Berlin plans a new network of bike superhighways.

Twenty years ago, Berlin’s network of sidewalk paths marked it out as one of Europe’s best places to ride a bike. But as the German capital knows well, it’s not easy to keep a reputation as a bike-friendly city. Nowadays, Berlin looks decidedly behind the times compared to Amsterdam and Copenhagen, with its bike-lane network characterized by limited space and poor separation from cars and pedestrians. Thanks to plans being hammered out by Berlin’s lawmakers right now, that could all be about to change.

At the heart of the plan lie 13 new bike superhighways, approved at the end of February. Narrowed down from an original list of 30, the first two of these new routes should begin construction by the end of 2017. As the “highway” title suggests, these won’t just be ordinary roadside paths. They will be completely segregated, unbroken longer-distance routes that will allow Berliners to get in and out of the city center much faster and more safely—without ever having to mix with cars.

To be fair, the city is still far from a terrible place to get around on two wheels. A roomy street plan means many major roads have sidewalks wide enough to make room for a single bike lane—one on each side of the street—without overly crowding pedestrians. Cyclists are still pushed into unsegregated traffic, at times. As well as being less safe, this often means cycling over backside-numbing cobblestones that can leave you more than a little saddle-sore. This might have seemed exemplary at the turn of the Millennium, but Berlin knows it can do better.

An example of one of Berlin’s current sidewalk cycle lanes. (Eric Sehr/Flickr)

The new bike highways should be laid out with a seriousness and roominess normally reserved for motor vehicles. To qualify, the new links will have to be at least 5 kilometers long and offer no more than 30 seconds of stopping time at intersections and traffic lights per kilometer. To allow safe overtaking, the highways’ lanes have to be at least 4 meters (13 feet) wide, shrinking to 3 meters when the lanes are completely separated into one-way tracks.

These rules should make them safer and faster to use, but they pose a question for Berlin that every city trying to improve conditions for cyclists must face. Where will they go? It’s easy for passionate bike advocates to say that cars should be pushed out to make space for bicycles.
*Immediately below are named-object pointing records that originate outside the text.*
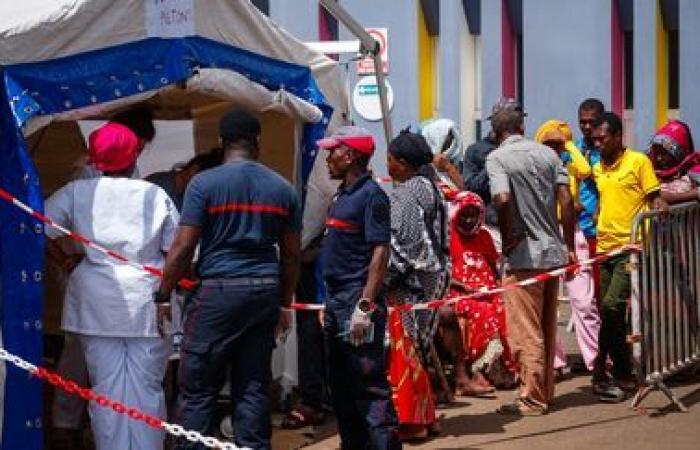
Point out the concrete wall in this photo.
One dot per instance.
(452, 23)
(565, 60)
(299, 17)
(645, 71)
(458, 69)
(491, 48)
(689, 91)
(401, 19)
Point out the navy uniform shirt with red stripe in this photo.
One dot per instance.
(358, 221)
(242, 207)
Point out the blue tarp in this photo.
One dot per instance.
(77, 81)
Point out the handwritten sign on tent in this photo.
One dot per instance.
(365, 66)
(170, 18)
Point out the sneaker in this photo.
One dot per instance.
(520, 408)
(608, 392)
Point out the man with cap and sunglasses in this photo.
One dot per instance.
(108, 303)
(355, 255)
(243, 215)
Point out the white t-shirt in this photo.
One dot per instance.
(137, 219)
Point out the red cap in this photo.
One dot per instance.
(113, 147)
(356, 138)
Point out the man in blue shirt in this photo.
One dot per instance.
(355, 256)
(241, 213)
(587, 202)
(588, 193)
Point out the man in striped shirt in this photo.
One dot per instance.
(243, 214)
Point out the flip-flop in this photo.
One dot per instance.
(302, 417)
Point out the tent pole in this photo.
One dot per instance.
(367, 45)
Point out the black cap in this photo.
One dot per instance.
(239, 125)
(412, 148)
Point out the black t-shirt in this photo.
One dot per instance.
(358, 220)
(243, 207)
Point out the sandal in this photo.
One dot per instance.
(303, 416)
(413, 433)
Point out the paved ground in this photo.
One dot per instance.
(577, 421)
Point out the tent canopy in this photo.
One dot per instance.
(67, 60)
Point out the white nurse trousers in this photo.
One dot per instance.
(131, 371)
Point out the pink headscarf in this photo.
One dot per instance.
(674, 139)
(113, 148)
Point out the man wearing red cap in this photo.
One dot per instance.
(108, 303)
(355, 256)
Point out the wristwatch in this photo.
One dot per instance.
(365, 305)
(160, 297)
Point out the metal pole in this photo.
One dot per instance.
(367, 45)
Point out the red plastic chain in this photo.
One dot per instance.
(73, 388)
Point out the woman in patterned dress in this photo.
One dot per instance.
(418, 272)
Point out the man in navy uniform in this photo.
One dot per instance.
(355, 256)
(243, 213)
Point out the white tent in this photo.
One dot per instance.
(65, 60)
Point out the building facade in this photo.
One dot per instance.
(455, 58)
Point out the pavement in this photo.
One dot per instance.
(577, 421)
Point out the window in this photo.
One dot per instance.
(673, 75)
(628, 50)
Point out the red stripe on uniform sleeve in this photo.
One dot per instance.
(249, 207)
(116, 256)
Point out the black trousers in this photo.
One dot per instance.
(358, 378)
(313, 380)
(229, 322)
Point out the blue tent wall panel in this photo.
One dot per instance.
(77, 81)
(21, 265)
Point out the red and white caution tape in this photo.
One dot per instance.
(4, 195)
(189, 284)
(499, 290)
(73, 388)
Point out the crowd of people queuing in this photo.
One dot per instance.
(454, 222)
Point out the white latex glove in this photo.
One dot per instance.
(359, 326)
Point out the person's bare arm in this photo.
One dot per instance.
(444, 165)
(568, 216)
(290, 260)
(503, 204)
(657, 202)
(179, 257)
(680, 197)
(377, 271)
(63, 260)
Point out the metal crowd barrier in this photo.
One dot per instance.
(665, 297)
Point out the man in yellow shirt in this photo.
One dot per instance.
(628, 186)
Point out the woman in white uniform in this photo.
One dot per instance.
(108, 304)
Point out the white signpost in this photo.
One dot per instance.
(365, 98)
(170, 18)
(366, 66)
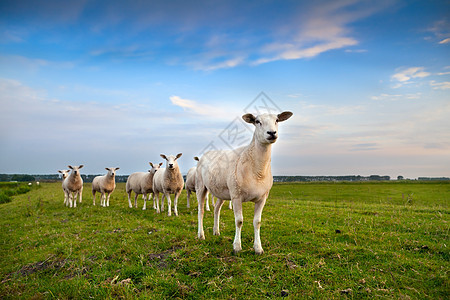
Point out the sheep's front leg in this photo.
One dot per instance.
(257, 225)
(201, 194)
(217, 208)
(239, 221)
(145, 201)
The sheer contentiousness of that process can serve to cause division and resentment that is in itself an impediment to change, in the end slowing down improvements.
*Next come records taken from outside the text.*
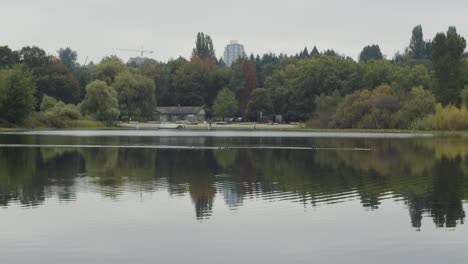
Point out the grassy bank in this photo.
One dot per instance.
(95, 125)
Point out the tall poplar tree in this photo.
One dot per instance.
(447, 58)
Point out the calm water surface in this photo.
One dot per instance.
(232, 197)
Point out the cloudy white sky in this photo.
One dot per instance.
(95, 27)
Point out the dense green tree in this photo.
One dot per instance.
(34, 57)
(137, 96)
(198, 82)
(68, 57)
(464, 97)
(447, 57)
(365, 109)
(225, 104)
(418, 47)
(108, 69)
(17, 90)
(47, 103)
(417, 104)
(204, 47)
(243, 81)
(371, 52)
(304, 54)
(260, 104)
(56, 80)
(325, 107)
(8, 57)
(406, 78)
(294, 88)
(314, 52)
(100, 102)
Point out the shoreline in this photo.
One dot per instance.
(241, 128)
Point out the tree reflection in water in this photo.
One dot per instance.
(428, 174)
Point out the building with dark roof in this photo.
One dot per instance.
(192, 114)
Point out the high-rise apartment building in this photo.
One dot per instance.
(233, 52)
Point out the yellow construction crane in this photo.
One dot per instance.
(141, 51)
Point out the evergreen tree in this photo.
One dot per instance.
(447, 58)
(314, 52)
(204, 47)
(371, 52)
(68, 57)
(304, 54)
(17, 90)
(225, 104)
(221, 63)
(417, 47)
(8, 57)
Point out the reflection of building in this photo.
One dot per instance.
(233, 52)
(180, 113)
(232, 197)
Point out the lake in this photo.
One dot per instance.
(232, 197)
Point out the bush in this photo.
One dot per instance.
(418, 104)
(449, 118)
(382, 108)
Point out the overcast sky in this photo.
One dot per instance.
(94, 27)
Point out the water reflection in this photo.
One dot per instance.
(427, 173)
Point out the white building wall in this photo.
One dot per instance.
(233, 52)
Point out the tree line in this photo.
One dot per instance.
(325, 88)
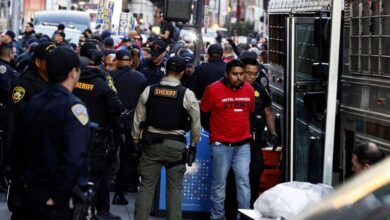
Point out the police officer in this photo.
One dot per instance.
(164, 109)
(31, 82)
(154, 69)
(99, 95)
(7, 74)
(130, 84)
(261, 117)
(209, 72)
(51, 146)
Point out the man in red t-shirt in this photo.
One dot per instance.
(226, 106)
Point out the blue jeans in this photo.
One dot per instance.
(222, 158)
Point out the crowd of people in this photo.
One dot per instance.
(100, 109)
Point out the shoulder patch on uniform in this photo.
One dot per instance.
(257, 94)
(165, 92)
(18, 93)
(80, 111)
(111, 83)
(263, 81)
(3, 69)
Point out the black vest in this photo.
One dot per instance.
(165, 108)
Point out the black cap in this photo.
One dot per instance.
(86, 48)
(109, 42)
(60, 62)
(215, 50)
(61, 33)
(10, 33)
(123, 55)
(157, 48)
(176, 64)
(248, 55)
(89, 51)
(189, 58)
(42, 50)
(126, 39)
(61, 27)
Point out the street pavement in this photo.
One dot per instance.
(125, 212)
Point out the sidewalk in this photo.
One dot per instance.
(126, 212)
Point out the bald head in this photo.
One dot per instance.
(364, 155)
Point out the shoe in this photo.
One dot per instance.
(119, 200)
(106, 216)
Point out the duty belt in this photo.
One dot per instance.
(232, 144)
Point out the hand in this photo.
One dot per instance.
(191, 154)
(136, 152)
(273, 141)
(50, 202)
Berlin has somewhat easier answers to this question than most cities. The city’s history of bombardment, division and reunification has opened up a few seams of space threaded in and out of the city’s heart that are ripe for development—spaces that are rare in other places. For a start, Berlin has several disused railway tracks. Gradually abandoned in the postwar period when West Berlin no longer needed heavy rail connections to Potsdam or the (now Polish) city of Szczecin, the rail links were also no use to East Berlin because their termini lay outside the GDR’s territory. These former lines offer avenues of green from the outskirts toward the city center, making them ripe for a reuse that shouldn’t destroy their leafy character.

The unnecessarily huge space of the city’s central Strasse des 17. Juni is another slated location for a cycle superhighway. Plowed through the Tiergarten park, this avenue was widened by Nazi planners as a preliminary step to (probably unrealizable) plans to transform Berlin into a monumental fascist showcase, leaving it conveniently roomy. More recently, a post-reunification autobahn was carved into the city from the southeast, following the line of the Berlin Wall. This highway already possesses an unused track that could be separated off for bikes with a crash barrier.  And finally, there is the space underneath the city’s elevated subway, dubbed the “municipal umbrella” when first built. First covered by CityLab last year, this route could, if properly adapted, provide a generous dual carriageway for bikes along one of the city’s busier strips.

None of these routes’ transformations come without hitches, however. The elevated subway lines may have space underneath them that is either empty or used for parking, but their path is blocked at every station by staircases leading passengers up to the raised platforms. As one commenter noted on our previous coverage, this raises the specter of bikes crashing into subway users as they exit the stations. It might also present a challenge to the ruling on no more than 30 seconds of holdups per kilometer. Meanwhile, there are citizen groups that want the unused railway lines to be returned to their original purpose by offering train services.

Berlin still has the wind of public support behind its bike plans. A popular campaign to get a city-wide referendum on more bike funding gained over 100,000 signatures last year, enough to at least put a citywide vote on the agenda. The cycle highway concept enjoys cross-party support—partly because it largely leaves car space alone. This means that when it comes to newer, faster bike links for Berlin, it’s now a question of when and how many, rather than if.